Non-Hallucinogenic Psychedelic Treatment For Anxiety And Depression In Pre-Clinical Models: Enveric Biosciences' Breakthrough Research
Enveric Biosciences has presented research highlighting the its lead compound, EB-003 at the 7th Neuropsychiatric Drug Summit.
Psychedelics biotech company Enveric Biosciences ENVB has presented research highlighting its lead compound, EB-003 at the 7th Neuropsychiatric Drug Summit showing beneficial outcomes in preclinical models of anxiety and depression.
EB-003 is a neuropathogenic and non-hallucinogenic N, N-Dimethyltryptamine (DMT) analog drug candidate.
The move follows the company's July announcement of positive pre-clinical results of its EB-003 drug candidate to be delivered via oral administration. The results indicated that oral administration of EB-003 provides significant brain exposure in rodent models at potential therapeutic doses.

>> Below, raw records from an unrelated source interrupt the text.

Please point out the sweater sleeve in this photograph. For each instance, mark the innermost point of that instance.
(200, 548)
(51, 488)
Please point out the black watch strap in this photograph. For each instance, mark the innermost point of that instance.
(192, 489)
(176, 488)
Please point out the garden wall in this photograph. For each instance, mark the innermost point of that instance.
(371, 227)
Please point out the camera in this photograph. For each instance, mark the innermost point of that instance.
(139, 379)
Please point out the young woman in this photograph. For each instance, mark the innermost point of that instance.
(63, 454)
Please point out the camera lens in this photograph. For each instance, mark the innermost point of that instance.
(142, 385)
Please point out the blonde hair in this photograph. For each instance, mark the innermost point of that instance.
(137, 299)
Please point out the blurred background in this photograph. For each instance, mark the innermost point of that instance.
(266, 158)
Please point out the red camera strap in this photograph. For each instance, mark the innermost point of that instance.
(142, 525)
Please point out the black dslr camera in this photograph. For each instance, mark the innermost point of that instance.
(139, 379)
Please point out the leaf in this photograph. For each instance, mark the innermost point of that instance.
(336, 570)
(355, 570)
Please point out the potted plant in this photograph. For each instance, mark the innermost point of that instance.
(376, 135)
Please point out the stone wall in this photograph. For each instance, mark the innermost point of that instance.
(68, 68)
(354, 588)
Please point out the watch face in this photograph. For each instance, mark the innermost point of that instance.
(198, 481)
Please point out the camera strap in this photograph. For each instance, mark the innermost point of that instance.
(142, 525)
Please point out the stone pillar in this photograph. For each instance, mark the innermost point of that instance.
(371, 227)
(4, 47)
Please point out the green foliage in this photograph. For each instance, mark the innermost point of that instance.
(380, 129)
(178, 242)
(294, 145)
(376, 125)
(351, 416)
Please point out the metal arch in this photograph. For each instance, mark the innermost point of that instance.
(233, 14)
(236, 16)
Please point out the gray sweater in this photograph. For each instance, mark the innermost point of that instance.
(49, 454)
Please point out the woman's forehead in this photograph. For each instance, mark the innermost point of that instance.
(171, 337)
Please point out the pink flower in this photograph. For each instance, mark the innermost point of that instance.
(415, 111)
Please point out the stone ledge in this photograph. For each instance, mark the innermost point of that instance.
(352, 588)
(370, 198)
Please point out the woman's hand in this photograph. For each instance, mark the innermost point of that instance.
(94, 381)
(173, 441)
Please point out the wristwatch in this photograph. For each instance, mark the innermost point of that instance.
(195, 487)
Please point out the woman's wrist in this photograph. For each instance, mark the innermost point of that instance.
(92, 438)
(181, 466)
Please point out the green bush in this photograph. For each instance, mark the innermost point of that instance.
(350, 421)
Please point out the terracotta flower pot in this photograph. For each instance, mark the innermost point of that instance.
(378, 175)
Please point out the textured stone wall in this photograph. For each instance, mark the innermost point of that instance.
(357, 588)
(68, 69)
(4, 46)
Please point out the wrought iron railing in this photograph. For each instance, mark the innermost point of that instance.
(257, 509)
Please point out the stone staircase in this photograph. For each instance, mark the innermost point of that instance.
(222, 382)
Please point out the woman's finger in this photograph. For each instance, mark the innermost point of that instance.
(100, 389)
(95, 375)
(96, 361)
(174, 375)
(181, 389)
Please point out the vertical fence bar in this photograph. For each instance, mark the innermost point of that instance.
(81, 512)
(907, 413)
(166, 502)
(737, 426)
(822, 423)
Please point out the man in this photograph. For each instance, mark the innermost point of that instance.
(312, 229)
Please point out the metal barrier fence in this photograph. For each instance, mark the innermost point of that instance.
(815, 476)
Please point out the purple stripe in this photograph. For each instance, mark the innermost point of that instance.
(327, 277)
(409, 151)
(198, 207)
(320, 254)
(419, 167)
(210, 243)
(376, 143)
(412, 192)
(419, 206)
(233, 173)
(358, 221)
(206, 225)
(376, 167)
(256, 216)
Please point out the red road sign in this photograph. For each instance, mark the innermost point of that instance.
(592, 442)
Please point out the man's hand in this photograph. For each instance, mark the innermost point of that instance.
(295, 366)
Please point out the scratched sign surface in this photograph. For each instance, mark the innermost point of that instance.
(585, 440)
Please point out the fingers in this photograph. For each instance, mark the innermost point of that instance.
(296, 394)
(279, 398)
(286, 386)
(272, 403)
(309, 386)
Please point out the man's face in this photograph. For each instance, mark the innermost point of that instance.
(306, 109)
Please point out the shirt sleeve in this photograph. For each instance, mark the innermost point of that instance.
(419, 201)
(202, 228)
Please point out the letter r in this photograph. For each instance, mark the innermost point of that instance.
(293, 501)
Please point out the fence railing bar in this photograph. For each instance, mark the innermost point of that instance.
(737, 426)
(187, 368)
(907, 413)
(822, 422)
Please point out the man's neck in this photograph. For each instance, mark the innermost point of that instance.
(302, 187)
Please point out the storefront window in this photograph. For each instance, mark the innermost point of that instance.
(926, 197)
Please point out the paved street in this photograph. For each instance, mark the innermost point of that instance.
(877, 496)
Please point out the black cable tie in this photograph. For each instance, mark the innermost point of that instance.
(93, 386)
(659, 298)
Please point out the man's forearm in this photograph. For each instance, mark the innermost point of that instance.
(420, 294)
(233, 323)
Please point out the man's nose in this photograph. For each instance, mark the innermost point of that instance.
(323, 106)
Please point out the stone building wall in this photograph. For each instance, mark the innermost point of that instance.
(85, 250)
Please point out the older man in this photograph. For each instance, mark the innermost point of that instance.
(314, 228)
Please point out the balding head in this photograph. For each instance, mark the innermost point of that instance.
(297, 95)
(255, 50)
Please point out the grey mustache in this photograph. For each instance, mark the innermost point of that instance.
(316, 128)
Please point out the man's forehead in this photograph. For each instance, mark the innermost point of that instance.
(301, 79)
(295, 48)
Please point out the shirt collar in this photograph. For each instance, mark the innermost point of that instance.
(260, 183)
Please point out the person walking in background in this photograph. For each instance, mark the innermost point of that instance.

The presentation titled, "Non-hallucinogenic and neuropathogenic DMT analog imparts positive behavioral outcomes in mice," addresses the criteria researchers evaluated in the design and development of EB-003 as a non-hallucinogenic derivative of DMT for the treatment of neuropsychiatric disorders, including depression and anxiety.
The conference is being held at the Hilton Boston Back Bay in Boston, Massachusetts on Sept. 24-26, 2024.
"The underlying mechanism of how psychedelics work to treat psychiatric conditions is hotly contested, but much of the leading scientific evidence points to the induction of neuroplasticity, essentially enabling the brain to rewire itself," Joseph Tucker, Ph.D., CEO of Enveric explained. "The capability to cause this, called neuroplastogenicity, is found in the psychedelics currently in late-stage clinical trials and, as demonstrated in the poster being presented today, in EB-003."
The company’s poster highlighted the following preclinical data involving EB-003:
Two mouse models demonstrating the effectiveness of EB-003 in reducing anxiety and depression; and
Research examining head twitch response, a behavioral proxy in rodents for hallucinogenic effects in humans.
"We found, in animal models, the same level of psychiatric benefit in EB-003 and DMT and the same level of neuroplastogenicity, believed to be the underlying mechanism of how the drugs work, but a complete lack of psychedelic response for EB-003 compared to DMT, which showed the typical psychedelic effects," Tucker continued.
What's Next?
Enveric said it plans to file an Investigational New Drug (IND) application for EB-003 by the third quarter of 2025 and initiate clinical development by the end of 2025.
"While all of these results need to be replicated in humans, we are very encouraged by the EB-003 results, and eagerly look forward to the human clinical trials of EB-003 that are anticipated to begin later in 2025," Tucker said.